Wisconsin Population Health Service Fellow through UW-Madison

Blogging from the LGBTI Health Research Conference



Hello everyone,

It has been quite a while since I blogged here, so I wanted to quick re-introduce myself to the community. My name is E. Shor (most just call me Shor though) and I have been involved with the Network for a few years as a blogger and avid LGBTQ health nerd. I love following and being a part of the Network and infusing the things that I have learned while working, at home. Currently my work at home is through the University of Wisconsin Population Health Service Fellowship, a two year post-masters or post-doctoral fellowship meant to build public health leadership in the workforce. Most of my work and projects center on building capacity and knowledge around LGBTQ health. I work in communities that would benefit from needs assessments in trans* and gender non-conforming communities. I analyze existing data to highlight LGBTQ experiences. I work on local LGBTQ tobacco control community readiness. I do work force competency on LGBTQ health issues and cultural competency. You know…that type of stuff!  When I am not at work, I am riding my bike around, making jam and picking berries, playing with my kittens, doing pottery, traveling around and camping, and playing nerdy board games with my partner. 

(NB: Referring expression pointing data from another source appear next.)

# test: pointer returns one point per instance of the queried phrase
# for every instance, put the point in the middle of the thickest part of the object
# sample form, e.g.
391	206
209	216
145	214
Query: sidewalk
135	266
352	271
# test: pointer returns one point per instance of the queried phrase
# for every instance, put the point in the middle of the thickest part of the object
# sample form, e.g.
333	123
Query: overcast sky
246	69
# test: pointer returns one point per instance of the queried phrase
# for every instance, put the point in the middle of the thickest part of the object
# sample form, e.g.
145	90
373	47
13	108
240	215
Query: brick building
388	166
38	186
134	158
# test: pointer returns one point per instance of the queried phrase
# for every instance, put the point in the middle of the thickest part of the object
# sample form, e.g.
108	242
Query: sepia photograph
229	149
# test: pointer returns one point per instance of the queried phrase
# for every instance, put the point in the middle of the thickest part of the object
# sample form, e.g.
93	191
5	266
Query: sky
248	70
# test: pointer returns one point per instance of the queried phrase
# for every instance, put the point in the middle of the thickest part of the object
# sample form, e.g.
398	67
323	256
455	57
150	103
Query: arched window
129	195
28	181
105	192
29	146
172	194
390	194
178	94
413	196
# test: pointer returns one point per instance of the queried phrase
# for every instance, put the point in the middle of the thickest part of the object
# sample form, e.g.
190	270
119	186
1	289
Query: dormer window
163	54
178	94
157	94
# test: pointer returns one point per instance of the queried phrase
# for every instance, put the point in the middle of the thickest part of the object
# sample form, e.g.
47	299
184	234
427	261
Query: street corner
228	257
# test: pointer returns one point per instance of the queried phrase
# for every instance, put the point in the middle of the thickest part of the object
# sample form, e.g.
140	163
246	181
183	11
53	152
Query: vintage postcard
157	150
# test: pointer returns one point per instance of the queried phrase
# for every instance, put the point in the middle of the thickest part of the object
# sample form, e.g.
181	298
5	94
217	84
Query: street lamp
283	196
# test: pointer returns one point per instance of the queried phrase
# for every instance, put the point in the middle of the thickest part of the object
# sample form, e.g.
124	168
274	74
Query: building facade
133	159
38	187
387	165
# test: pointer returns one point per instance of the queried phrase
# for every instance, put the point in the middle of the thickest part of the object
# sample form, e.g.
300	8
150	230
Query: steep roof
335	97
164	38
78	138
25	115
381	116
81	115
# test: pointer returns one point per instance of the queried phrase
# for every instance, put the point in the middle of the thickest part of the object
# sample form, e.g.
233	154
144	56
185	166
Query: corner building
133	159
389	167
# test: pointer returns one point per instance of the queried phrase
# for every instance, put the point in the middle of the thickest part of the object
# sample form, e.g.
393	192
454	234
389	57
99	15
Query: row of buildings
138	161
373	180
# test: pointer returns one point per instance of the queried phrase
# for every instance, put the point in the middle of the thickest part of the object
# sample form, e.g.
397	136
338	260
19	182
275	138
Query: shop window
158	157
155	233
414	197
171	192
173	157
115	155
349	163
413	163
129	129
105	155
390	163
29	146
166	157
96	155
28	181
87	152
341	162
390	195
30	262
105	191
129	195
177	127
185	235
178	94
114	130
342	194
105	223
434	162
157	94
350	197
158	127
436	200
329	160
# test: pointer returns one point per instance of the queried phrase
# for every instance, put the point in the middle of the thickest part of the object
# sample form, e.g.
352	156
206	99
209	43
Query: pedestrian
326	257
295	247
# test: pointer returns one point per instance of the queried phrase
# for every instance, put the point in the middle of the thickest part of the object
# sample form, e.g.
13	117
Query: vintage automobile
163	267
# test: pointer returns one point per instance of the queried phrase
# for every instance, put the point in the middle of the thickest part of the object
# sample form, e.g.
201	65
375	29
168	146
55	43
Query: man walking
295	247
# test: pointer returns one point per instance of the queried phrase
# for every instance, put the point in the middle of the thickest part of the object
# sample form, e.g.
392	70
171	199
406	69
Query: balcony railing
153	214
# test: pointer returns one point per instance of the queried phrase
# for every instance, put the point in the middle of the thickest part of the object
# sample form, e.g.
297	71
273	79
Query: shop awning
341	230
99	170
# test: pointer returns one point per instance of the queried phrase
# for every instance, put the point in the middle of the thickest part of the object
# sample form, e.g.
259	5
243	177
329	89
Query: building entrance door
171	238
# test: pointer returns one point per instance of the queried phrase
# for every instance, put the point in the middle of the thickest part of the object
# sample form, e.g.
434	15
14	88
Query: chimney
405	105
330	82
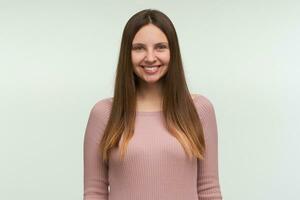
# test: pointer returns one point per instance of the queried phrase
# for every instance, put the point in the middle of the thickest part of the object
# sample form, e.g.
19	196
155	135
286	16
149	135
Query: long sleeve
208	187
95	173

Today was the opening evening of the LGBTI Health Research Conference in Cleveland, Ohio. It is lovely and green here! The conference opened with a lovely reception at Metro Health today, where the folks leading the way at Metro Health described some of the ways they are taking steps towards improving LGBT health access and how they are changing the climate here in Ohio. One of the first things they mentioned was the inclusion of partner benefits for employees of Metro Health as a concerted effort to demonstrate their commitment to all of their employees. They also highlighted medical providers and social support practitioners who have come together to create an LGBTQI working group to improve direct care to patients. All of the things I heard were wonderful notes to start the conversation about LGBTQI research and where the research agenda is headed in the future.